I anybody else bothered by the fact that NASA needs to ask someone else how to make a blast shield? I mean, they’ve been working with explosives for HOW long???
The task was to research a commercial product that’s portable, and see through. We happen to do the permanent, opaque shields quite well, thank you very much.
Apropos of nothing, I was at Marshall Space Flight Center relating to work, and the camera operator there told us that currently they set up at 4000 and 8000 yards from the shuttle launch pad when they film the launches. He says at 4000 yards, the shockwave will flutter your shirt. At any rate, just up the road from his office there was a memorial, or mock up of the launch pad of the original test rockets (Atlas? I don’t remember). So there on the pad was a rocket, not terribly large, but big enough, and not 100 yards away, was a big mound of dirt with a big steel door. His comment? “Yeah, the Germans liked to be up close and personal with their rockets”.
Now, I’ve been involved in some spectacular RC plane crashes, but REALLY!
[shakes head] Ah, boys and their toys…
How big is this thing you’re flying?
And didn’t you read any of Isaac Asimov’s stories growing up? You guys obviously need a good robot psychologist on hand so your robo-planes can have quality therapy instead of being left in suicidal despair.
And I don’t find it at all reassuring that NASA staffers are now doing research on this message board. I mean, it’s all very flattering to us, but you’d think NASA would have this in hand already. You can put a man on the moon yadda-yadda-yadda but you don’t have transparent, portable blast-bunkers? Yeah, yeah - probably different department, right?

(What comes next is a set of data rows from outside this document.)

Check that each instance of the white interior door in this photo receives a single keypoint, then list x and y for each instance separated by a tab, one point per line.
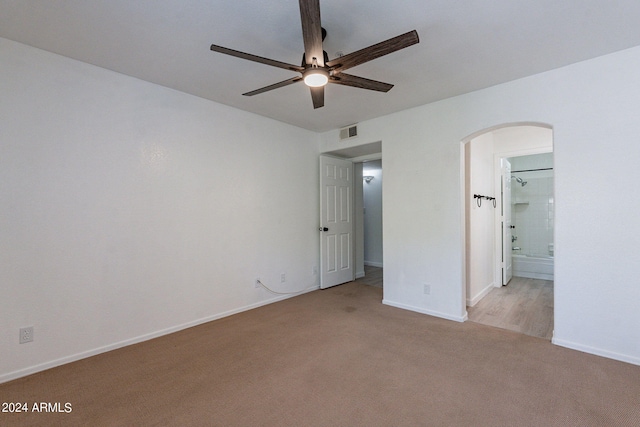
507	229
336	221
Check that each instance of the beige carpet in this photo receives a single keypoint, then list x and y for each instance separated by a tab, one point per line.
336	357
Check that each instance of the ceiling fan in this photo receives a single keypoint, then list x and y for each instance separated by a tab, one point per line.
319	71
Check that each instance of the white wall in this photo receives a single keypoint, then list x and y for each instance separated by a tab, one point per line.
130	210
358	220
593	108
373	214
480	241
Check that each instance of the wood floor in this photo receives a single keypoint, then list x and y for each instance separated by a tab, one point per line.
372	276
524	305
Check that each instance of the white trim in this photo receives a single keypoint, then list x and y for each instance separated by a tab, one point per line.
596	351
85	354
423	311
482	294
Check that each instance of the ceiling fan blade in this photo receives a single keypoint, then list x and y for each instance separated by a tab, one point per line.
372	52
361	82
256	58
311	30
317	96
274	86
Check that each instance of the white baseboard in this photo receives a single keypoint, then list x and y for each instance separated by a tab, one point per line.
424	311
83	355
374	264
597	351
473	301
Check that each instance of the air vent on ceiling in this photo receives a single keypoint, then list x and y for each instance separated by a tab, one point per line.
349	132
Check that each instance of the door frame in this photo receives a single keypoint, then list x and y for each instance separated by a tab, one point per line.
357	154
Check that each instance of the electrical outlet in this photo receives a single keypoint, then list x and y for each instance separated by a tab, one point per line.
26	334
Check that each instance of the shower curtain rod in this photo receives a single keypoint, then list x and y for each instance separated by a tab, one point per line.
533	170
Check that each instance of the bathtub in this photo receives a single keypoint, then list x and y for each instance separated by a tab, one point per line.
533	267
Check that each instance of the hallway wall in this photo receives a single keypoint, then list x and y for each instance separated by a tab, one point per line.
593	108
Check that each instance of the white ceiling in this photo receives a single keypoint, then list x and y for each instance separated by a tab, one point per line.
465	45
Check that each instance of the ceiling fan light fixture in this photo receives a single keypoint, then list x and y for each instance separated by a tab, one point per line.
316	77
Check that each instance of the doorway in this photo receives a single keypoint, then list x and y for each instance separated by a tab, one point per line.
525	304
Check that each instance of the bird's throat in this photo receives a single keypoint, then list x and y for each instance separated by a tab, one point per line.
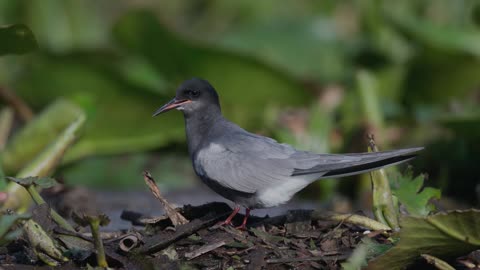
198	126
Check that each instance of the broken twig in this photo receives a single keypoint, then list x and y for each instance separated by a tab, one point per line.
175	217
204	249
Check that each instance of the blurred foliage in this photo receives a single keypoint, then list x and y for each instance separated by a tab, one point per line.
408	69
413	195
16	39
8	229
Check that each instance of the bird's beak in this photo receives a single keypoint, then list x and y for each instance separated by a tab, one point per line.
172	104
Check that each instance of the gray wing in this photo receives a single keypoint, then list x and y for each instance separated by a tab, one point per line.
246	162
250	163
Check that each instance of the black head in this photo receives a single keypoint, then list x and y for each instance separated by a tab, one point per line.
194	95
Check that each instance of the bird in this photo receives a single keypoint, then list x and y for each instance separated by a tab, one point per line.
251	170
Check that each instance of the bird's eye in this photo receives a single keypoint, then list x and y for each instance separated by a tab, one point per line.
193	93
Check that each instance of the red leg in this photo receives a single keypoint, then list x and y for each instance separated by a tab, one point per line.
228	221
244	223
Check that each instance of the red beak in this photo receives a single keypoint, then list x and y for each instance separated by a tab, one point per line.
172	104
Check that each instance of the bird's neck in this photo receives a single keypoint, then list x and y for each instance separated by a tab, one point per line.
198	126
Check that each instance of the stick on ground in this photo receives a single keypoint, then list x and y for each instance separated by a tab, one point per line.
175	217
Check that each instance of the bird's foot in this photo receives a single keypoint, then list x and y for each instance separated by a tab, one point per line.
223	223
242	227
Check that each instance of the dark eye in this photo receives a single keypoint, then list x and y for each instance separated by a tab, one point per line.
193	93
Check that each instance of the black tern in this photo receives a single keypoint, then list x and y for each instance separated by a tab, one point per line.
255	171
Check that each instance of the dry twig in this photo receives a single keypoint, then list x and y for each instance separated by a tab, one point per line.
175	217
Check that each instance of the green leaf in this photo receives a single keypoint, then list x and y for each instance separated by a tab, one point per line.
27	181
43	164
119	104
441	36
410	194
445	235
7	222
45	182
366	250
16	39
38	133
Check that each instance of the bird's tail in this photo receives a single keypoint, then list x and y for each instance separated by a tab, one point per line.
358	163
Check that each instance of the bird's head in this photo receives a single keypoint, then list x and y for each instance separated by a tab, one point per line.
192	96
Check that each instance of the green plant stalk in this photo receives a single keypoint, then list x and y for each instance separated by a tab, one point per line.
6	121
384	207
42	243
19	199
354	219
32	190
94	224
438	263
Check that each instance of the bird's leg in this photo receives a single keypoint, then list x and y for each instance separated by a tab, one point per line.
228	221
244	223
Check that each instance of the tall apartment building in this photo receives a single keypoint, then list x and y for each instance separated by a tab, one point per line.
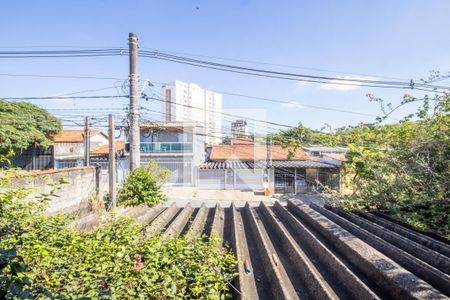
187	102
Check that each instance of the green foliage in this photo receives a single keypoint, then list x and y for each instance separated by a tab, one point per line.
143	186
41	257
24	124
303	136
403	169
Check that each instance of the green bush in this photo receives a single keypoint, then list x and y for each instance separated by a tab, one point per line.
41	257
143	186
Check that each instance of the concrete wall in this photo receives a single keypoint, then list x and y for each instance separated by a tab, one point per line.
71	197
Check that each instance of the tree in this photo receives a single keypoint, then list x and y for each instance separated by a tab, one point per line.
402	169
143	186
23	124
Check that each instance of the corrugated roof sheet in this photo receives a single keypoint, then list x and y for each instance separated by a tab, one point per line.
72	136
301	164
307	251
233	165
254	152
326	149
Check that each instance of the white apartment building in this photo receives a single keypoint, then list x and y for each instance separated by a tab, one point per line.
187	102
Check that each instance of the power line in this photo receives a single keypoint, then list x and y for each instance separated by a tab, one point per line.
61	97
285	75
222	113
61	76
290	102
271	64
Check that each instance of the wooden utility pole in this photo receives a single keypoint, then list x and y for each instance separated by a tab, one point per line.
87	140
134	131
112	161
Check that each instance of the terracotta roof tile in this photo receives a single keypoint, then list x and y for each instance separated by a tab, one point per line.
241	141
253	152
71	136
104	149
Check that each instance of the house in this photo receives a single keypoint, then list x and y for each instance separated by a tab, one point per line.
176	146
34	158
255	167
69	146
332	155
68	151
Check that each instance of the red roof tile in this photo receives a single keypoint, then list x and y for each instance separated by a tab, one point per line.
104	149
71	136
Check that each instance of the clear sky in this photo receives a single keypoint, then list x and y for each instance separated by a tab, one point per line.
368	39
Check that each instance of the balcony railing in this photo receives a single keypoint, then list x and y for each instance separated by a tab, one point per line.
164	147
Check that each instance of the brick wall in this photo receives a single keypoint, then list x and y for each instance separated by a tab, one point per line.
71	197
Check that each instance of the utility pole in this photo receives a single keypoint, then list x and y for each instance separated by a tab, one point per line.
134	131
112	162
87	140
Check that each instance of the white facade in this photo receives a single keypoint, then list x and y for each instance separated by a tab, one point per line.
187	102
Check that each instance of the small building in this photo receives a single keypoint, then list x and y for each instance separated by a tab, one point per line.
176	146
67	151
239	128
69	146
254	167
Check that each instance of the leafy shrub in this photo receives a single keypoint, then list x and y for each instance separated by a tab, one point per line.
143	186
42	257
403	169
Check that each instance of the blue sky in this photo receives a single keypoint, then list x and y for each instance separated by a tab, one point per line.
368	39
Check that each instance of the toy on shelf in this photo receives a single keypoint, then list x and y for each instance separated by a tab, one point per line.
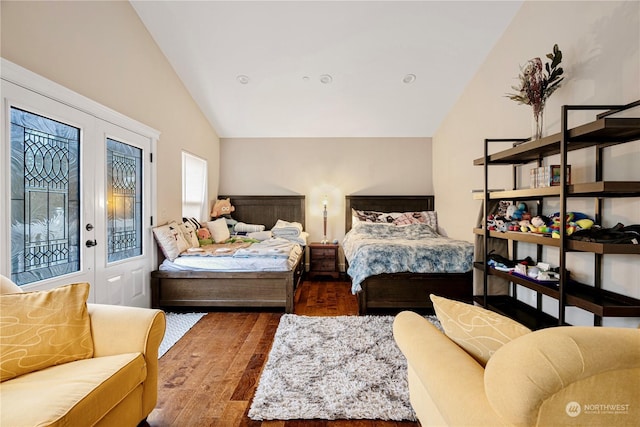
517	218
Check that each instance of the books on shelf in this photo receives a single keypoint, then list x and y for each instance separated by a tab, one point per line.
547	176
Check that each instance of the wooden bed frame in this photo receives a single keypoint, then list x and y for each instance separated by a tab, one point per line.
398	291
237	289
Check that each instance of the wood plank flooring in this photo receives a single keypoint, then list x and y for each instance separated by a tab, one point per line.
208	378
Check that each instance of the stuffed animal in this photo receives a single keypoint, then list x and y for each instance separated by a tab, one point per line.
203	233
222	207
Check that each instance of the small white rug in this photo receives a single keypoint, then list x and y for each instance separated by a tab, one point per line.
343	367
177	325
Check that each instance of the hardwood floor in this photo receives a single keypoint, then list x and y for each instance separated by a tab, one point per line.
208	378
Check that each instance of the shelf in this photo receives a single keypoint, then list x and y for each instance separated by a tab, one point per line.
517	310
597	301
603	132
601	302
597	189
549	290
572	245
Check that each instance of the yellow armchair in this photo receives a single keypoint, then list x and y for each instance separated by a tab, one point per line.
563	376
116	386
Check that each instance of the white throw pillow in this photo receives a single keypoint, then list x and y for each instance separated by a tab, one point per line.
190	234
219	230
170	240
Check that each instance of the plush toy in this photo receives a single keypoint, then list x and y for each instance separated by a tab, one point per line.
203	233
222	207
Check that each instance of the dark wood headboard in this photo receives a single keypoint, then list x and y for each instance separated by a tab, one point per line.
386	204
266	210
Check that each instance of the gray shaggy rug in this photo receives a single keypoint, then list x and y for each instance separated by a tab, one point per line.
344	367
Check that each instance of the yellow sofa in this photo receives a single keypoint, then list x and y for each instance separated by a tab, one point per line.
116	386
587	376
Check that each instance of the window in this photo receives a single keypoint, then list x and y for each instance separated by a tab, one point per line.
194	187
124	201
45	209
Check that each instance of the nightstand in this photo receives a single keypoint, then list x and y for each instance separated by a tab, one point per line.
323	260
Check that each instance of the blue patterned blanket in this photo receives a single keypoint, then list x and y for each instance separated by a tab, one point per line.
372	249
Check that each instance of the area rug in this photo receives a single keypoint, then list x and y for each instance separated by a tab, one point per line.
178	324
343	367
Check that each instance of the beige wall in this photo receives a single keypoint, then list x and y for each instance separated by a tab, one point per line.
600	42
102	51
326	166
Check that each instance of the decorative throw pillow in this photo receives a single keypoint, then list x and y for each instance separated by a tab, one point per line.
190	234
219	230
44	328
170	240
478	331
396	218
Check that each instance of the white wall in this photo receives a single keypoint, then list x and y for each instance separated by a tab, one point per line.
102	51
332	166
600	42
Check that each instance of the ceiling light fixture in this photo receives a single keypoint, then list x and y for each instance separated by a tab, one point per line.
326	79
409	78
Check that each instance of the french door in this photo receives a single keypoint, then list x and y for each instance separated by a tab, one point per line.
76	198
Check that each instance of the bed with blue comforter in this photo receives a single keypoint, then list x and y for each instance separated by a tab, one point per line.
372	249
397	265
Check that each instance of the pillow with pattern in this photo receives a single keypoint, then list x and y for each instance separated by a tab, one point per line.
396	218
480	332
171	240
44	328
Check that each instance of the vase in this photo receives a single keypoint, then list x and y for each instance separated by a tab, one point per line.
537	123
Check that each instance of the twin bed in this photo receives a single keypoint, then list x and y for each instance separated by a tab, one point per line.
399	290
213	289
377	288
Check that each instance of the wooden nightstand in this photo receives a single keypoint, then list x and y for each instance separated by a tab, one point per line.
323	260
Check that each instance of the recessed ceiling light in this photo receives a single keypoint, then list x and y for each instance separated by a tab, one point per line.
409	78
326	79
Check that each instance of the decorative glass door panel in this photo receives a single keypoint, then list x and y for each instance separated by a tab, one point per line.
45	197
124	201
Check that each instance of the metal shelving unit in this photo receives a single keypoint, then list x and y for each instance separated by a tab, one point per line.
604	131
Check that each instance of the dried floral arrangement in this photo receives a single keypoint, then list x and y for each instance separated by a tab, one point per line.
537	85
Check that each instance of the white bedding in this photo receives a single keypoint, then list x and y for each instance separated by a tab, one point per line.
270	255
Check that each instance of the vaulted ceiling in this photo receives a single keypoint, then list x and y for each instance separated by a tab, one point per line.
325	68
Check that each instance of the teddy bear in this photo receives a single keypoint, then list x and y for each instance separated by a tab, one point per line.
222	207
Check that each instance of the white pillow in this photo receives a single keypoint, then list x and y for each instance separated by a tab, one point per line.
171	240
190	234
219	230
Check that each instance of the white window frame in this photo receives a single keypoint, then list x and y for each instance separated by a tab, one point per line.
195	196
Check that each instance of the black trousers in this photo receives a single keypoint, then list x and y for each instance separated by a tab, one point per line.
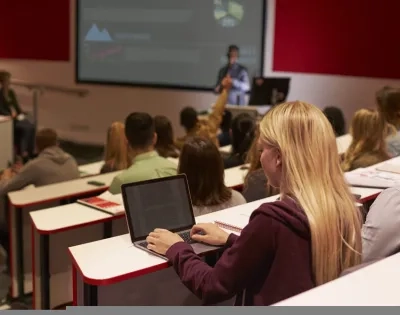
24	136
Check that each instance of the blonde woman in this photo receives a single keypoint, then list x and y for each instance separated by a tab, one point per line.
289	246
116	153
368	147
255	184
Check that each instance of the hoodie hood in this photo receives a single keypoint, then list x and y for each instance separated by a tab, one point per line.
56	154
288	213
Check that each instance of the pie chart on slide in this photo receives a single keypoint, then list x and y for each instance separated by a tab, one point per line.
228	13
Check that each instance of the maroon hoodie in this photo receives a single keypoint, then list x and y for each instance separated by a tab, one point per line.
270	261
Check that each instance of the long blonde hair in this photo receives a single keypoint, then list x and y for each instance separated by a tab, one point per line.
117	152
369	131
312	176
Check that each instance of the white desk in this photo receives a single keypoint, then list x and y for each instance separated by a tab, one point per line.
7	142
353	178
53	231
22	203
343	143
114	279
91	169
373	285
367	194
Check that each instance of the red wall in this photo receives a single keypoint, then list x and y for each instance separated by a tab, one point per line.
35	29
345	37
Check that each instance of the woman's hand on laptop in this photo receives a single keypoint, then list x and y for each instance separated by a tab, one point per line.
161	240
209	233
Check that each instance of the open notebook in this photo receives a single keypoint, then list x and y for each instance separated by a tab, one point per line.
106	202
235	223
375	178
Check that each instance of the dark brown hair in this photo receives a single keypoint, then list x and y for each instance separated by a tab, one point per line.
201	161
253	158
46	138
165	137
388	101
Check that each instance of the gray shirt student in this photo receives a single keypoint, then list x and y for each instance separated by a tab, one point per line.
380	233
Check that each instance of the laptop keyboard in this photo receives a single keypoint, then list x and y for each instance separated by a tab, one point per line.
185	236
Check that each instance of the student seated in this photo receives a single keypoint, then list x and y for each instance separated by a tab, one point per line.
380	232
165	145
146	164
336	118
116	155
388	100
256	186
51	166
289	246
224	137
243	129
205	128
201	161
24	130
368	145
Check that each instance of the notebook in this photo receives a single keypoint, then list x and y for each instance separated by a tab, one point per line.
372	178
235	223
389	167
106	202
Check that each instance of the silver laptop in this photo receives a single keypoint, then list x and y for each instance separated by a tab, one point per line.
160	203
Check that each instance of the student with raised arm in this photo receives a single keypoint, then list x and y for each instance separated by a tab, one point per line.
289	246
209	127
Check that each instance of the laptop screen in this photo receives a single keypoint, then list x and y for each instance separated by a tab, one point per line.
164	203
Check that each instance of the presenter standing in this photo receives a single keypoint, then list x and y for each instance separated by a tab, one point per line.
239	75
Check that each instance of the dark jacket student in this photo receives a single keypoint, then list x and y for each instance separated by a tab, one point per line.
51	166
24	130
289	246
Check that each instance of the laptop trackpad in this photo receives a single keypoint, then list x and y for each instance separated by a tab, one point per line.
200	248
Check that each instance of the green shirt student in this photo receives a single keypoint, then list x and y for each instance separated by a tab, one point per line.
147	164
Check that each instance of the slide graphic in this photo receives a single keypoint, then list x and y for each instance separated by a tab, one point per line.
95	35
228	13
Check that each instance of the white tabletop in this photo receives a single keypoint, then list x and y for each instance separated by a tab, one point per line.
37	195
366	193
91	168
55	219
374	285
123	260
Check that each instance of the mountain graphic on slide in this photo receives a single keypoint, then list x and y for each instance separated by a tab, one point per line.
95	35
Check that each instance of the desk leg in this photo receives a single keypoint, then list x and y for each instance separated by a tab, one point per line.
107	229
44	248
20	252
89	295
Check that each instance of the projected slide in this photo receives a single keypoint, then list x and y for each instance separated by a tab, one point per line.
174	43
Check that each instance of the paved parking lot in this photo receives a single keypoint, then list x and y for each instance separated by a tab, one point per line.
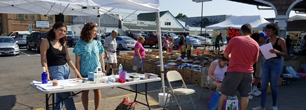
16	72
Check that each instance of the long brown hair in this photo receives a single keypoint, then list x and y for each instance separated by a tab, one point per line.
51	34
85	35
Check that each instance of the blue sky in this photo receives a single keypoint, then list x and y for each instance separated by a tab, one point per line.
215	7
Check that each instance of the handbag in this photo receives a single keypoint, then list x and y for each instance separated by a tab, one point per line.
231	103
126	105
213	101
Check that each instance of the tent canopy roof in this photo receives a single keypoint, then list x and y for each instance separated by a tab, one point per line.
256	21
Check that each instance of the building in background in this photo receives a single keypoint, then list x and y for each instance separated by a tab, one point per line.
193	24
21	22
146	23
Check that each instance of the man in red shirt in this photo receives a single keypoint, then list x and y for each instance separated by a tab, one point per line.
242	51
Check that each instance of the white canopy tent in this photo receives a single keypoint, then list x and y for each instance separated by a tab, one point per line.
141	5
50	7
75	7
257	22
297	17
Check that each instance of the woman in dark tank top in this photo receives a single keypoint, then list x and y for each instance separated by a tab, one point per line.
272	68
55	58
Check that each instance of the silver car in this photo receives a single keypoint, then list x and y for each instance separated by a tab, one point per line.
125	42
8	46
189	40
203	40
22	39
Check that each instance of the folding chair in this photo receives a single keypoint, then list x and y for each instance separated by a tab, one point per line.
211	87
176	76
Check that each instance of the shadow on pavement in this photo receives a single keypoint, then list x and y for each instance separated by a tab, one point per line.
7	102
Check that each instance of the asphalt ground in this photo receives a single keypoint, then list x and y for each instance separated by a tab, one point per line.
16	73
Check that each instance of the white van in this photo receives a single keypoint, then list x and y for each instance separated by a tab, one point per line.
14	33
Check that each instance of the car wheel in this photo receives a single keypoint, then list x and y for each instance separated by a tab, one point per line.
156	45
37	49
120	47
29	48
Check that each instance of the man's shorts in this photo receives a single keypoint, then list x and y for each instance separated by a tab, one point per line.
237	81
258	69
112	58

Ages ago I read a book written by a guy who was one of the engineers at Peenemunde when they were working on the V-2. He told of a morning early on when they were doing one of the first test launches. He wasn’t part of the launch crew so instead of being at the site, he was walking along the beach about a half mile away. There were some off-duty soldiers lounging on the sand dunes, and a friend of his was about fifty yards away. He was walking towards his friend to say something to him when the rocket went up, got to about a half mile high, then rolled on its side and headed right at them.
The soldiers “vanished like dust blown off a shelf” and he and the friend started running towards a nearby bunker. The friend made it but the writer saw he wouldn’t and threw himself flat an instant before the impact. When the trucks pulled up a minute later, the two of them were standing on the lip of a twenty-foot deep crater looking at a collection of flattened rocket parts. Old habits die hard, I guess.